Skip to content

Commit

Permalink
Merge 'cql3: convert the SELECT clause evaluation phase to expression…
Browse files Browse the repository at this point in the history
…s' from Avi Kivity

SELECT clause components (selectors) are currently evaluated during query execution
using a stateful class hierarchy. This state is needed to hold intermediate state while
aggregating over multiple rows. Because the selectors are stateful, we must re-create
them each query using a selector_factory hierarchy.

We'd like to convert all of this to the unified expression evaluation machinery, so we can
have just one grammar for expressions, and just one way to evaluate expressions, but
the statefulness makes this complex.

In commit 59ab9aa "(Merge 'functions: reframe aggregate functions in terms
of scalar functions' from Avi Kivity)", we made aggregate functions stateless, moving
their state to aggregate_function_selector::_accumulator, and therefore into the
class hierarchy we're addressing now. Another reason for keeping state is that selectors
that aren't aggregated capture the first value they see in a GROUP BY group.
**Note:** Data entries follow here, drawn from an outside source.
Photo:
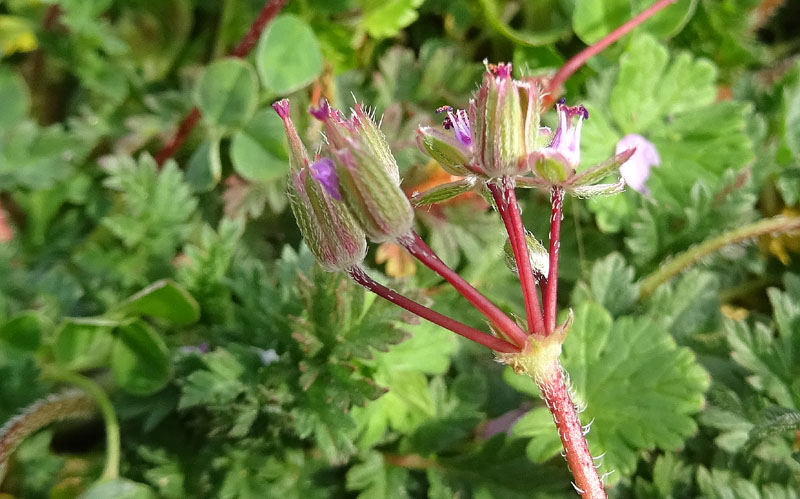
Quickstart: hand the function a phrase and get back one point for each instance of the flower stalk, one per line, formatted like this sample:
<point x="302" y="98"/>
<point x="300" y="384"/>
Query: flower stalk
<point x="551" y="291"/>
<point x="422" y="252"/>
<point x="506" y="201"/>
<point x="362" y="278"/>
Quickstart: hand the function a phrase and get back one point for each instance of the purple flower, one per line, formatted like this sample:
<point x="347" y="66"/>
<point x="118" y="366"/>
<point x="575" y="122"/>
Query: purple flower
<point x="567" y="137"/>
<point x="324" y="171"/>
<point x="636" y="170"/>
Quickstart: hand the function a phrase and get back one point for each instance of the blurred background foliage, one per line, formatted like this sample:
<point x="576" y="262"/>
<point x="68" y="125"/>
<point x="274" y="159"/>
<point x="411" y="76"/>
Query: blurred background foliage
<point x="237" y="369"/>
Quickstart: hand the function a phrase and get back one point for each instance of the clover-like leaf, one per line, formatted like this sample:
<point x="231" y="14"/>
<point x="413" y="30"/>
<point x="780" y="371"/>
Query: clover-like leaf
<point x="288" y="56"/>
<point x="639" y="388"/>
<point x="140" y="359"/>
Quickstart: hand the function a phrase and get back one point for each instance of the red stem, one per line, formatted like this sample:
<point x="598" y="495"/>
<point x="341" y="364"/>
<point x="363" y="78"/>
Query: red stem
<point x="421" y="251"/>
<point x="470" y="333"/>
<point x="551" y="291"/>
<point x="243" y="48"/>
<point x="506" y="200"/>
<point x="555" y="393"/>
<point x="181" y="134"/>
<point x="553" y="90"/>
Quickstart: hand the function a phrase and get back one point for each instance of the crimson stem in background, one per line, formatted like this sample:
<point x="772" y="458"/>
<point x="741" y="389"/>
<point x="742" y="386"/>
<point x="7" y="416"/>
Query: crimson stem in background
<point x="245" y="45"/>
<point x="359" y="276"/>
<point x="421" y="251"/>
<point x="506" y="200"/>
<point x="553" y="90"/>
<point x="551" y="291"/>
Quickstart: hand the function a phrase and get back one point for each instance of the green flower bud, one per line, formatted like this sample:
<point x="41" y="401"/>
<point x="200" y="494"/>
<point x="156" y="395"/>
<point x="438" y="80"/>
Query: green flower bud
<point x="373" y="196"/>
<point x="328" y="228"/>
<point x="451" y="154"/>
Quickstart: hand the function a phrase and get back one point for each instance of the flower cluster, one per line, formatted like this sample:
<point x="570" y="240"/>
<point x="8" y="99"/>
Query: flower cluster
<point x="500" y="136"/>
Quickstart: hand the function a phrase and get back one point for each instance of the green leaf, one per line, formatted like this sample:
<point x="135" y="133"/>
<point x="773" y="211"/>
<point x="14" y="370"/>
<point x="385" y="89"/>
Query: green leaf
<point x="163" y="299"/>
<point x="672" y="105"/>
<point x="774" y="421"/>
<point x="724" y="484"/>
<point x="497" y="468"/>
<point x="199" y="173"/>
<point x="639" y="388"/>
<point x="288" y="55"/>
<point x="140" y="359"/>
<point x="687" y="306"/>
<point x="23" y="332"/>
<point x="385" y="19"/>
<point x="15" y="98"/>
<point x="373" y="478"/>
<point x="83" y="343"/>
<point x="258" y="151"/>
<point x="119" y="488"/>
<point x="612" y="284"/>
<point x="791" y="113"/>
<point x="774" y="359"/>
<point x="227" y="93"/>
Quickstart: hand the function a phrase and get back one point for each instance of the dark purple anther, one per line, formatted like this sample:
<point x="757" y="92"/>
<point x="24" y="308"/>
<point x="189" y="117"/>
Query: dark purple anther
<point x="282" y="108"/>
<point x="324" y="171"/>
<point x="322" y="112"/>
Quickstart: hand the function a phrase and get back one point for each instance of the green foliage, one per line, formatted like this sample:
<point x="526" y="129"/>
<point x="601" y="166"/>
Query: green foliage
<point x="239" y="370"/>
<point x="226" y="93"/>
<point x="627" y="367"/>
<point x="282" y="67"/>
<point x="768" y="354"/>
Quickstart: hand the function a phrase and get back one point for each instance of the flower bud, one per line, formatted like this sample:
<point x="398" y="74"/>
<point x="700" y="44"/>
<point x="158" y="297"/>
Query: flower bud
<point x="358" y="134"/>
<point x="329" y="230"/>
<point x="499" y="126"/>
<point x="445" y="149"/>
<point x="373" y="197"/>
<point x="367" y="173"/>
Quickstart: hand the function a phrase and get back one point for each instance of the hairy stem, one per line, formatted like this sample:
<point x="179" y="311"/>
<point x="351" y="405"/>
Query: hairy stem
<point x="682" y="261"/>
<point x="551" y="291"/>
<point x="245" y="45"/>
<point x="551" y="383"/>
<point x="553" y="90"/>
<point x="422" y="252"/>
<point x="506" y="200"/>
<point x="111" y="470"/>
<point x="361" y="277"/>
<point x="71" y="404"/>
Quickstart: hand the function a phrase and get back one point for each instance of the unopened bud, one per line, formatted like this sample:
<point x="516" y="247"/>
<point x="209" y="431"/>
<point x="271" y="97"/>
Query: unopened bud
<point x="499" y="127"/>
<point x="358" y="134"/>
<point x="330" y="232"/>
<point x="373" y="196"/>
<point x="445" y="149"/>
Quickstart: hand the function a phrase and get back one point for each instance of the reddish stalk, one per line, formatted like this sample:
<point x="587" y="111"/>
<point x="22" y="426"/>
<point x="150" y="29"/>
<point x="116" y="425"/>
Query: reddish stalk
<point x="245" y="45"/>
<point x="506" y="200"/>
<point x="587" y="482"/>
<point x="361" y="277"/>
<point x="579" y="59"/>
<point x="551" y="291"/>
<point x="422" y="252"/>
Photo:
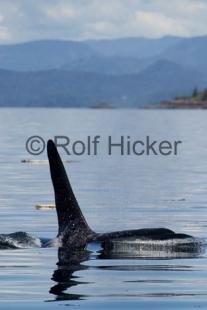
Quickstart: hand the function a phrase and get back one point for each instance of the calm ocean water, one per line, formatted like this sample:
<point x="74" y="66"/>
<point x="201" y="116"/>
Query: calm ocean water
<point x="115" y="192"/>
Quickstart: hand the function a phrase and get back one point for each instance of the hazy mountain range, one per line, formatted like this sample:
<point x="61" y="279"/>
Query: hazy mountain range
<point x="122" y="72"/>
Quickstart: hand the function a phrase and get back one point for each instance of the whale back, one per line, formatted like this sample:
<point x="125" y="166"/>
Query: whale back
<point x="73" y="227"/>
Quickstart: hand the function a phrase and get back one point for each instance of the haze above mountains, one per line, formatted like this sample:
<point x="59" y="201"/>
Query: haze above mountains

Since expressions can't contain state directly, we break apart expressions that contain
aggregate functions into two: an inner expression that processes incoming rows within
a group, and an outer expression that generates the group's output. The two expressions
communicate via a newly introduced expression element: a temporary.

The problem of non-aggregated columns requiring state is solved by encapsulating
those columns in an internal aggregate function, called the "first" function.

In terms of performance, this series has little effect, since the common case of selectors
that only contain direct column references without transformations is evaluated via a fast
path (`simple_selection`). This fast-path is preserved with almost no changes.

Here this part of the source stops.